I have a directory with excel files that I'm looping through and reading a sheet from each into a Pandas dataframe. Each file contains a month of data (example name = "Savings January 2019.xlsx"). There is not a column in the excel sheet for a date, so I'd like to add a column for "Date" to the dataframe and read each file by month and year in the workbook name (ex. "January 2019") and add 'MM-DD-YYYY' (ex. '01-01-2019' as the date value for each row read in.
Below is my working loop to read 12 excel workbooks in without dates, producing only all 12 month totals. I need the dates so I can visualize the data by month.
df_total = pd.DataFrame()
for file in files: # loop through Excel files (each file adds date value based on file name)
if file.endswith('.xlsx'):
excel_file = pd.ExcelFile(file)
sheets = excel_file.sheet_names
for sheet in sheets: # loop through sheets inside an Excel file
df = excel_file.parse(sheet_name = "Group Savings")
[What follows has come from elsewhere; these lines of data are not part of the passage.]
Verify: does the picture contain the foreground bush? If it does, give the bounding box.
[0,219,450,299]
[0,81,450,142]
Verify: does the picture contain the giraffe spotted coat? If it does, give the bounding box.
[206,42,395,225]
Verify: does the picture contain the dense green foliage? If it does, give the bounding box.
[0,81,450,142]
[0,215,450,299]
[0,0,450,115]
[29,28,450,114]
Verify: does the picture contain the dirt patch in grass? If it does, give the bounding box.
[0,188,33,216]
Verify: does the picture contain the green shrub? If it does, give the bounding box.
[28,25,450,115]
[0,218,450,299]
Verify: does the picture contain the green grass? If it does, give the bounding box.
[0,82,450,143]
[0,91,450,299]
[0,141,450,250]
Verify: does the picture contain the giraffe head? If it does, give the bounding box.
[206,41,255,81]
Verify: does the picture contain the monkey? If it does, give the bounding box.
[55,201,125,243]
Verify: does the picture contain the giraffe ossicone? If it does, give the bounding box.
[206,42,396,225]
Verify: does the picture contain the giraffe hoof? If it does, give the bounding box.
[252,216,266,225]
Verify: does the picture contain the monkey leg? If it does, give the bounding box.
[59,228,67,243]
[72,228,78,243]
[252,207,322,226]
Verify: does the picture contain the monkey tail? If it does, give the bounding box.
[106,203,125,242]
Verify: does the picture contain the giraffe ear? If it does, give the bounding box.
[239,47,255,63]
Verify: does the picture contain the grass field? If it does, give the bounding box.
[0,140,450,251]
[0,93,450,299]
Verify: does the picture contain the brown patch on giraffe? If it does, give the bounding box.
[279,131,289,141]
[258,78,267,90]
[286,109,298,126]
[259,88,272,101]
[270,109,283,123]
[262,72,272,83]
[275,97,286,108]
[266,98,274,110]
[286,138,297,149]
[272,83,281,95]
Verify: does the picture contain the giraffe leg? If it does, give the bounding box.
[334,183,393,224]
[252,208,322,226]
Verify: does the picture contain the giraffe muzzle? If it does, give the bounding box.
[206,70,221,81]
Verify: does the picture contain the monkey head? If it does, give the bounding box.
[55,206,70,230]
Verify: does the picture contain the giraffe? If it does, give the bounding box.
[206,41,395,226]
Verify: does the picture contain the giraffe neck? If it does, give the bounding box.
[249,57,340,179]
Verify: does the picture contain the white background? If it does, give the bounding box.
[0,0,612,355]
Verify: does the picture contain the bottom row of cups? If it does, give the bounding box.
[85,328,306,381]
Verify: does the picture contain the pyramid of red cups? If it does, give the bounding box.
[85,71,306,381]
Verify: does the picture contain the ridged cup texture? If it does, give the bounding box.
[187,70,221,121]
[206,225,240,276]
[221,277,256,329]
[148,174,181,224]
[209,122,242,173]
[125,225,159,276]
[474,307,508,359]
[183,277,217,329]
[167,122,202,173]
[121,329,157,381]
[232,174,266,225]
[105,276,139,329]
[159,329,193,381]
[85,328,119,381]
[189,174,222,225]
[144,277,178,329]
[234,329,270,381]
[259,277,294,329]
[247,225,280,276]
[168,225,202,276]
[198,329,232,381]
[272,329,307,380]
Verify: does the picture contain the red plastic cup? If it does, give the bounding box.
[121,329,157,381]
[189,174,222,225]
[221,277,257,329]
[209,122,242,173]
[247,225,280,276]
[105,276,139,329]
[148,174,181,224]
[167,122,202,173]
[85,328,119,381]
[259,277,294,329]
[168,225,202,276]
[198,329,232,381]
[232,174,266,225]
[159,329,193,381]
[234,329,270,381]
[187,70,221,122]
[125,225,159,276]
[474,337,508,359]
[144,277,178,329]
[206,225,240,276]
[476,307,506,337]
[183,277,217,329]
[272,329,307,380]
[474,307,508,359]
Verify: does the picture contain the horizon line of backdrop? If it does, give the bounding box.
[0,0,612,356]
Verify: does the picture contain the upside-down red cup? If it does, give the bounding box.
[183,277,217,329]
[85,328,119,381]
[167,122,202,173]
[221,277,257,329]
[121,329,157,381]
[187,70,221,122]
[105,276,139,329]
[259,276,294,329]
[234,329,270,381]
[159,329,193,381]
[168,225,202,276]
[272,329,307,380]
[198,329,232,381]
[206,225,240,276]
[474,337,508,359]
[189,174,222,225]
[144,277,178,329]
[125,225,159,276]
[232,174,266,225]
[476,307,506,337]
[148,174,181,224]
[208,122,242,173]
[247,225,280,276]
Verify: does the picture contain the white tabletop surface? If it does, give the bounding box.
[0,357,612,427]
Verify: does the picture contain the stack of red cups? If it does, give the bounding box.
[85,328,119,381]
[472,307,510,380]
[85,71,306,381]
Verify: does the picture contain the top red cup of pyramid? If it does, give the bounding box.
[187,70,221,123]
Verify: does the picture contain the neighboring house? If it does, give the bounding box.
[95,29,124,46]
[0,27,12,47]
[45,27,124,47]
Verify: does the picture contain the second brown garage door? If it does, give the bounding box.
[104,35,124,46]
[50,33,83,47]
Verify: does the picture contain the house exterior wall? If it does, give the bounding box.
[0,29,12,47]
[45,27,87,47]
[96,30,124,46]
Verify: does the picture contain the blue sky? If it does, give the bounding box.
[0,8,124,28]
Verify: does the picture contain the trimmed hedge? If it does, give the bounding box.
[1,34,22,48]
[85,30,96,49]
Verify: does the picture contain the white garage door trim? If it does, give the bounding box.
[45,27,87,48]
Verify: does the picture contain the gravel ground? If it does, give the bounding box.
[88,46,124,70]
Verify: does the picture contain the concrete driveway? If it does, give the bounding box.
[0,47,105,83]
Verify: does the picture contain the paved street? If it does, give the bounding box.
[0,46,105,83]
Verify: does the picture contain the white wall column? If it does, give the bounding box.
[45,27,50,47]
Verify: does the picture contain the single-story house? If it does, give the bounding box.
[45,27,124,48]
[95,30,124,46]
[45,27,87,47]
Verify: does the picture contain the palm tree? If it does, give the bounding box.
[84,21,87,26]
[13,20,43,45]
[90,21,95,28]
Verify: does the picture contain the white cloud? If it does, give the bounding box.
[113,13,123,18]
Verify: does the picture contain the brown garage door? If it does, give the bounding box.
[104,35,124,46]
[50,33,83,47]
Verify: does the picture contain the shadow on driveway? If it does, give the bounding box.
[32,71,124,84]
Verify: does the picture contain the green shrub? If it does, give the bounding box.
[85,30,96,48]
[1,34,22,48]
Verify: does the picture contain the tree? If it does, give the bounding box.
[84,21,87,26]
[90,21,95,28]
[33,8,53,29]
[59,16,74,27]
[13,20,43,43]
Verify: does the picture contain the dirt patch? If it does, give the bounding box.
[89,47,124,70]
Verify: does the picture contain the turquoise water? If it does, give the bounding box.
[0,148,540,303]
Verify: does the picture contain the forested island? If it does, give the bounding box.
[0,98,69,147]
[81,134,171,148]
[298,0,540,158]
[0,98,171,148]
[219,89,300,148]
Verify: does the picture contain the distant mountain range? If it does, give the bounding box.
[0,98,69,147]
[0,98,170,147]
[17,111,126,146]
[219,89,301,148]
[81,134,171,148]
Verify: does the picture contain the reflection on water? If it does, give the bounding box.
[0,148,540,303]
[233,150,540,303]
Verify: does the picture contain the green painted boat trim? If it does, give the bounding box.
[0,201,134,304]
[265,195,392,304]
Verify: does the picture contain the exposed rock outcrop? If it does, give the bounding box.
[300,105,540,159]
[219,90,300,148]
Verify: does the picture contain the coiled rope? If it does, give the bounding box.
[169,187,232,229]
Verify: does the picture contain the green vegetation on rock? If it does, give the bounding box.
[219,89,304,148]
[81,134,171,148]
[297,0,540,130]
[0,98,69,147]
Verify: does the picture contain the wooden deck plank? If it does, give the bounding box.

df_total = df_total.append(df)
Current df:
State Group Value
0 Illinois 000000130 470.93
1 Illinois 000000130 948.33
2 Illinois 000000784 3498.42
3 Illinois 000000784 16808.16
4 Illinois 000002077 7.00
Need df:
State Group Date Value
0 Illinois 000000130 01-01-2019 470.93
1 Illinois 000000130 01-01-2019 948.33
2 Illinois 000000784 01-01-2019 3498.42
3 Illinois 000000784 02-01-2019 6808.16
4 Illinois 000002077 02-01-2019 7.00
I've done a little research and think it's something like creating the column then adding the date value but can't figure out how to parse the filename to do so and am clearly a beginner here.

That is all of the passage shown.